Der Umzug sei Teil eines kontinuierlichen Anpassungsprozesses an veränderte finanzielle und entwicklungspolitische Rahmenbedingungen, teilte das UNDP mit, ohne Details zu nennen. Zudem sollen Partnerschaften gestärkt werden. Präsident Donald Trump, der die USA seit einem Jahr regiert, stellt UN-Institutionen infrage, hat ihnen Geld gekürzt oder ganz gestrichen.
Der deutsche Außenminister Johann Wadephul (CDU) nannte das Entwicklungsprogramm ein „internationales Schwergewicht“. Die Standortentscheidung sei ein wichtiges politisches Signal für das Vertrauen in die deutsche Außenpolitik, gerade in Zeiten, in denen das UN-System und multilaterale Prinzipien unter Druck stehen, erklärte er.
Künftig mehr als 400 Stellen in Bonn
Den Angaben nach wird die Präsenz des UN-Entwicklungsprogramms in Bonn künftig mehr als 400 Stellen umfassen.
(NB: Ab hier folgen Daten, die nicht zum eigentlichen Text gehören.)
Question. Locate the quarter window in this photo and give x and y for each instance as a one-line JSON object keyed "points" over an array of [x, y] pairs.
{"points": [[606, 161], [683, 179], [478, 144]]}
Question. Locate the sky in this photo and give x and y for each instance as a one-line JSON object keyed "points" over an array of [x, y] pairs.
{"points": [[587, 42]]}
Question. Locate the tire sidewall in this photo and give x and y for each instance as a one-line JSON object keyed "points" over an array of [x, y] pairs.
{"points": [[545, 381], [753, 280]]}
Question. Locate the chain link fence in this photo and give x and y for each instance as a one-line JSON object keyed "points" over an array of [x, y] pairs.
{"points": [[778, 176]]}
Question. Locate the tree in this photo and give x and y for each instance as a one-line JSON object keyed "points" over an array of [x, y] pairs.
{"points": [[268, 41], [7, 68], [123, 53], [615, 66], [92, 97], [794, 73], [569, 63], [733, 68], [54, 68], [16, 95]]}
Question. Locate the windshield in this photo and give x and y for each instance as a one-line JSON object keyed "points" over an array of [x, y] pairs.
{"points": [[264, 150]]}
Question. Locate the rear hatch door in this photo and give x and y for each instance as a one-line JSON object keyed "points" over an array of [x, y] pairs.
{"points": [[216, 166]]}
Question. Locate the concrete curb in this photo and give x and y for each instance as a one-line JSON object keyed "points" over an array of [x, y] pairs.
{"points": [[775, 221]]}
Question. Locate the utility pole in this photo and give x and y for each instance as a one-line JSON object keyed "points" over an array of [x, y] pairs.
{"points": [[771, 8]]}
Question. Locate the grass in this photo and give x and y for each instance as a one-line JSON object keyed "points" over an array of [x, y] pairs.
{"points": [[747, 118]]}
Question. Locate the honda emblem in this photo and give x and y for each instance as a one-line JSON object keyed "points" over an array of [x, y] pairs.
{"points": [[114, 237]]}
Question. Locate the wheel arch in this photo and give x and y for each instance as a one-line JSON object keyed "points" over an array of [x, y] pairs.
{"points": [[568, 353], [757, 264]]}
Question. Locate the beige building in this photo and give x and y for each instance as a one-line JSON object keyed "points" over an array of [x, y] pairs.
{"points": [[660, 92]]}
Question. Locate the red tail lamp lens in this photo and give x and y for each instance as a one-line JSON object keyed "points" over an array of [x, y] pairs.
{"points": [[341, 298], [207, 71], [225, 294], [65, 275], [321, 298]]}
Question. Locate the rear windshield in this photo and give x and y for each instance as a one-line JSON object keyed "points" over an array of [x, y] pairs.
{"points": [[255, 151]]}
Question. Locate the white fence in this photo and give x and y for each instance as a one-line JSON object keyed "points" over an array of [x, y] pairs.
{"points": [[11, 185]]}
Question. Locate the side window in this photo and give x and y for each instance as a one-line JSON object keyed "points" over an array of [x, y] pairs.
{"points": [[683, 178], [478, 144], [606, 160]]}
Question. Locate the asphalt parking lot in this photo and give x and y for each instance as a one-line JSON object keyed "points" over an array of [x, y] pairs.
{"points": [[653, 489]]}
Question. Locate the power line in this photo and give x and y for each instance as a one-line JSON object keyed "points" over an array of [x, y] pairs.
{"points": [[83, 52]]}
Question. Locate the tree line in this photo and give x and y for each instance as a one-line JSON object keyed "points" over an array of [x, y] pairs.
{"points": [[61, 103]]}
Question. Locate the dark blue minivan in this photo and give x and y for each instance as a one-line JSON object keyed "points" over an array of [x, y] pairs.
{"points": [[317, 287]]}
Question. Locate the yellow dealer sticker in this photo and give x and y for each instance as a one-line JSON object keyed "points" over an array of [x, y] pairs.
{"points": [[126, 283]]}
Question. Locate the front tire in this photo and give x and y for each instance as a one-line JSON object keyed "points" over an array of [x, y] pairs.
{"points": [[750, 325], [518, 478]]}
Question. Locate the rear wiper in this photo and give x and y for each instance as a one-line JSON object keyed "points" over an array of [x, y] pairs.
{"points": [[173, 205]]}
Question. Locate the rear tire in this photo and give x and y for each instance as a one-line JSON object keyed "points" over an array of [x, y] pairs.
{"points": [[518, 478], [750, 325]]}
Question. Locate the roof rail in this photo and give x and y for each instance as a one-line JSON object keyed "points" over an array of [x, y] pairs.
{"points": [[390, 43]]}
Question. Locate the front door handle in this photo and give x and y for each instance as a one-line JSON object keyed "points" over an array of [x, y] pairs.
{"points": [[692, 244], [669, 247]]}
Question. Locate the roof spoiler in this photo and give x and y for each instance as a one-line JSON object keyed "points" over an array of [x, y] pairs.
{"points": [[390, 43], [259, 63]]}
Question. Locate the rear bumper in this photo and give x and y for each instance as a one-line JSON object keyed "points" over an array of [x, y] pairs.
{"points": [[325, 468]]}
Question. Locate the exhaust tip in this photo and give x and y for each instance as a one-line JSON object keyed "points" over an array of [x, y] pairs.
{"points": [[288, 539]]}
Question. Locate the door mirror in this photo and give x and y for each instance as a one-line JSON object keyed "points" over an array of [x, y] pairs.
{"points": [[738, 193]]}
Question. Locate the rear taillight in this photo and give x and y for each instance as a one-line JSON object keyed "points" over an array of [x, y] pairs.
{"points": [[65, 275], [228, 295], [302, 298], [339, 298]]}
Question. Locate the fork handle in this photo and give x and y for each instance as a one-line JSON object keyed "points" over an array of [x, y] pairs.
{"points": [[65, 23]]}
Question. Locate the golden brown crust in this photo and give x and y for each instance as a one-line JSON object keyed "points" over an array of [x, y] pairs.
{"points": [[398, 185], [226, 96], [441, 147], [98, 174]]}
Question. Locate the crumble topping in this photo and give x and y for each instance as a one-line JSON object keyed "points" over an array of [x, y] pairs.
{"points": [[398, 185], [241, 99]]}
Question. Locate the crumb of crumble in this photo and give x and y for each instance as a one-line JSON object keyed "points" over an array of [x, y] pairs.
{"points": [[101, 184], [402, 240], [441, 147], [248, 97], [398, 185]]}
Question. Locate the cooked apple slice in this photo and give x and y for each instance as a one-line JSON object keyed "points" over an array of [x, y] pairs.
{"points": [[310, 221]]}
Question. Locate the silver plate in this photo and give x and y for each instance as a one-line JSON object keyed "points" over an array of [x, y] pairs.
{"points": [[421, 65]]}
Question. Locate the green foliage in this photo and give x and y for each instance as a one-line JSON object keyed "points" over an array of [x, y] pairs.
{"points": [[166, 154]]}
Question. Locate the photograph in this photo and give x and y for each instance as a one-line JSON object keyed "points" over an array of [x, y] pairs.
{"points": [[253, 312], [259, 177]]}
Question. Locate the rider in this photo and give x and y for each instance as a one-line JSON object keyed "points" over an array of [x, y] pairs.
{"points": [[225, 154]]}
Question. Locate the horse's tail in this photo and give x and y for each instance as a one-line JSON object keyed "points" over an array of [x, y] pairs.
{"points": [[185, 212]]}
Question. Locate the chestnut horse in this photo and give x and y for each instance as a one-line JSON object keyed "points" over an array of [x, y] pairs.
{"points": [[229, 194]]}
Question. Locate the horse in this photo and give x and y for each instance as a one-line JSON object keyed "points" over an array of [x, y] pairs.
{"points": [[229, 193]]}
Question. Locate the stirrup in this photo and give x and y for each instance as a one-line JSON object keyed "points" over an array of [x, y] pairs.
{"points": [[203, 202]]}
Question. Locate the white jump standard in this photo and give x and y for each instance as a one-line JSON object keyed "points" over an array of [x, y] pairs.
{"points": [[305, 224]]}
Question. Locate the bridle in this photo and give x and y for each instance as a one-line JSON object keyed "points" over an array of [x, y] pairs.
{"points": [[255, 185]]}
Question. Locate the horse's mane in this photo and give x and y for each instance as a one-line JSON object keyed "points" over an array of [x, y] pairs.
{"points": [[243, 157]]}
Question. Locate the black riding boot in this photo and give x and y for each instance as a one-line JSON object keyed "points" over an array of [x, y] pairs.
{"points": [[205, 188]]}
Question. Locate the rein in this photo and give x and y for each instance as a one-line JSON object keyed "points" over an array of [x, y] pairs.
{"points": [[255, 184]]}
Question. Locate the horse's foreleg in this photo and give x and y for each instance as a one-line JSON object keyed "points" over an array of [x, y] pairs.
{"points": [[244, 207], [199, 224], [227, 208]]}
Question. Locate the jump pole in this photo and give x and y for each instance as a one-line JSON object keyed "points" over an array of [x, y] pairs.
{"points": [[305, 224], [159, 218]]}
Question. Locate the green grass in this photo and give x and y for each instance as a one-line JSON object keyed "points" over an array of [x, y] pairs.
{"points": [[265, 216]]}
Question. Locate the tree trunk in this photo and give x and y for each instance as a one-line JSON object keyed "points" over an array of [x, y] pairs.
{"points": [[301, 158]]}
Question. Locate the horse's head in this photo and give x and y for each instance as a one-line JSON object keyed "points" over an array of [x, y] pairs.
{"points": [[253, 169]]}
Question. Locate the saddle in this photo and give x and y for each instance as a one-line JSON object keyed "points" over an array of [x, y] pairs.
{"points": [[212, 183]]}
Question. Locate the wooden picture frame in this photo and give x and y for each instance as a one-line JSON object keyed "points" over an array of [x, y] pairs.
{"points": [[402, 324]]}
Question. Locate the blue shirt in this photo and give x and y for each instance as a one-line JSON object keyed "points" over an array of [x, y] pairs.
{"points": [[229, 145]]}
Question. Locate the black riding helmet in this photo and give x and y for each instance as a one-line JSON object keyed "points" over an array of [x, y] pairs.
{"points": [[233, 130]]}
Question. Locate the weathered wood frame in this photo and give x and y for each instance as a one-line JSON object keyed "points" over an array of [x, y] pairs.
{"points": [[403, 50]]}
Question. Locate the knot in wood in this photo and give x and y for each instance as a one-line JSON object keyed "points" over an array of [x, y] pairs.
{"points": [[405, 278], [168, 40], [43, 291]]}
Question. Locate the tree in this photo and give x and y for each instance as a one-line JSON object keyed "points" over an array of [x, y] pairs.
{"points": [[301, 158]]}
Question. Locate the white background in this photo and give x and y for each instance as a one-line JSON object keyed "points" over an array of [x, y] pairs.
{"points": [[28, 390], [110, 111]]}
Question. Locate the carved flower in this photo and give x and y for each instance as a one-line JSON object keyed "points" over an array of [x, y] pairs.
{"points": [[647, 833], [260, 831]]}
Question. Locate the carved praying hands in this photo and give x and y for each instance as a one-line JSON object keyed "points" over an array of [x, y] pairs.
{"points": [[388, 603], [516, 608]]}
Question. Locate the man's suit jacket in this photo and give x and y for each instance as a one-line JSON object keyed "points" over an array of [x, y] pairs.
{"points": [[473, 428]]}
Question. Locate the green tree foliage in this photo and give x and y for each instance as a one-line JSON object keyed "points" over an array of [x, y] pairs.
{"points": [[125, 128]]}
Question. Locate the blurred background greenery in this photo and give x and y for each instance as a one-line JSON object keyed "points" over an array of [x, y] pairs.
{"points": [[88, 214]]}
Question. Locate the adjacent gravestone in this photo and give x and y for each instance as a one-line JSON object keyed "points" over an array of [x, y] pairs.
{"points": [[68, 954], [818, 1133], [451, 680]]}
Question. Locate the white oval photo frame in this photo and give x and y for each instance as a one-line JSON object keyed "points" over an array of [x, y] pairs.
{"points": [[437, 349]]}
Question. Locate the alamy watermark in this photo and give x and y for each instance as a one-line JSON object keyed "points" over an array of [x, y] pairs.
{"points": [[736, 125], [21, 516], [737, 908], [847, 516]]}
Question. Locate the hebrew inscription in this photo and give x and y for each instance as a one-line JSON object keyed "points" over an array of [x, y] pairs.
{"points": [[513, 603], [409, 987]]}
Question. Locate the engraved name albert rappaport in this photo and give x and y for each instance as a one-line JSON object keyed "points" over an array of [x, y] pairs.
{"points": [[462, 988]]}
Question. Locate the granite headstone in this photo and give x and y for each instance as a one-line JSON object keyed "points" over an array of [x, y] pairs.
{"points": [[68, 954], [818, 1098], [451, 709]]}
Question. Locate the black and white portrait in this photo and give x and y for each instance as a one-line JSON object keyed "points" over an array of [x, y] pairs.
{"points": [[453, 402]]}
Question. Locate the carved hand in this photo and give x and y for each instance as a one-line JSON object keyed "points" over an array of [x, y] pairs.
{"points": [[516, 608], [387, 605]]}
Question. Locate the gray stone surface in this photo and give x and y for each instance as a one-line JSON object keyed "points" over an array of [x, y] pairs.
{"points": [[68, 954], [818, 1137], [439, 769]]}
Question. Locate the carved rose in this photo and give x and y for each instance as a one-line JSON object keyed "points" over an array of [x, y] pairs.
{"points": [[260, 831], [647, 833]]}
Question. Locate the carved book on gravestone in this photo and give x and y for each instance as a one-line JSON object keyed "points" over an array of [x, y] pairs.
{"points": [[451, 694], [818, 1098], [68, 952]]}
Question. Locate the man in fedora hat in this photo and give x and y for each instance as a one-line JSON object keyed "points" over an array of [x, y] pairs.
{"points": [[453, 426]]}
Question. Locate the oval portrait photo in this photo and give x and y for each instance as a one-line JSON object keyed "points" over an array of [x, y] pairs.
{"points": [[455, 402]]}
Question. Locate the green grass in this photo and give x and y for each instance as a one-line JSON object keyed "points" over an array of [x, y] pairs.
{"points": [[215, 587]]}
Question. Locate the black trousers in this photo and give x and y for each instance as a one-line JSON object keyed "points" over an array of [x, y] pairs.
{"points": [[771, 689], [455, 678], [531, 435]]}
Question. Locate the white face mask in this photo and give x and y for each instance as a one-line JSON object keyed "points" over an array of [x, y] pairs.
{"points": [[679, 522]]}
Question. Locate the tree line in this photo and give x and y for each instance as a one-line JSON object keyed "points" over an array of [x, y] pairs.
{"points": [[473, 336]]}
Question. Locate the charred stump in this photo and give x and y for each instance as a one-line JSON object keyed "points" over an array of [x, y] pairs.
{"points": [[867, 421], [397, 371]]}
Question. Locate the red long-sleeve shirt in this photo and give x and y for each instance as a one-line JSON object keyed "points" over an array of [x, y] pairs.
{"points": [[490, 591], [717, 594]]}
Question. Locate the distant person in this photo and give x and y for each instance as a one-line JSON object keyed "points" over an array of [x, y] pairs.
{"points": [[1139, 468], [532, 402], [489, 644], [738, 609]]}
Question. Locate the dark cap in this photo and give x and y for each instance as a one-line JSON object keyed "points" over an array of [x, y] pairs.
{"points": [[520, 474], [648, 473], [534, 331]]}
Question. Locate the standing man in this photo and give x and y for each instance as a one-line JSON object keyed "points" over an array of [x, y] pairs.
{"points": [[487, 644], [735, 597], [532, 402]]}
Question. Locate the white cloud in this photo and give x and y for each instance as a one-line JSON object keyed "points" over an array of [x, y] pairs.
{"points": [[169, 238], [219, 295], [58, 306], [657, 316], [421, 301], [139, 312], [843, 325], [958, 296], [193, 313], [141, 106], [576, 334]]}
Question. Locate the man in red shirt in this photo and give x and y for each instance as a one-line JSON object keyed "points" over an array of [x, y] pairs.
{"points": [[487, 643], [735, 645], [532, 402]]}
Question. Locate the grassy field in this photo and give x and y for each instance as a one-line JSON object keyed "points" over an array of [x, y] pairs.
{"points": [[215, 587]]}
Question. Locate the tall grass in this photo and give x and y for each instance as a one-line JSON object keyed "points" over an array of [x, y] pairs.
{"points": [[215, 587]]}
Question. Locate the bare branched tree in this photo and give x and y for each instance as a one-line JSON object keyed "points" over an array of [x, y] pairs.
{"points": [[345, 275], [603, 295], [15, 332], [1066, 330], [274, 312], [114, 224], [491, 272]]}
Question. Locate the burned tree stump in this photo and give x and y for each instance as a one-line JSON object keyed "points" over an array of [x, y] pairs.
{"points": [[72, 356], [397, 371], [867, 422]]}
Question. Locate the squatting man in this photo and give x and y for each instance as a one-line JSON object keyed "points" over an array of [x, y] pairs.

Die ehemalige Bundeshauptstadt am Rhein sei bereits seit langem Sitz des UN-Freiwilligenprogramms, das zum UNDP gehört.
Das Entwicklungsprogramm ist in etwa 170 Ländern und Regionen tätig und beschäftigt nach eigenen Angaben etwa 22.000 Menschen, von denen die überwiegende Mehrheit, nämlich mehr als 19.000, in Länder- und Regionalbüros tätig ist. Weniger als sieben Prozent sind in New York stationiert, der verbleibende Teil an weiteren Standorten.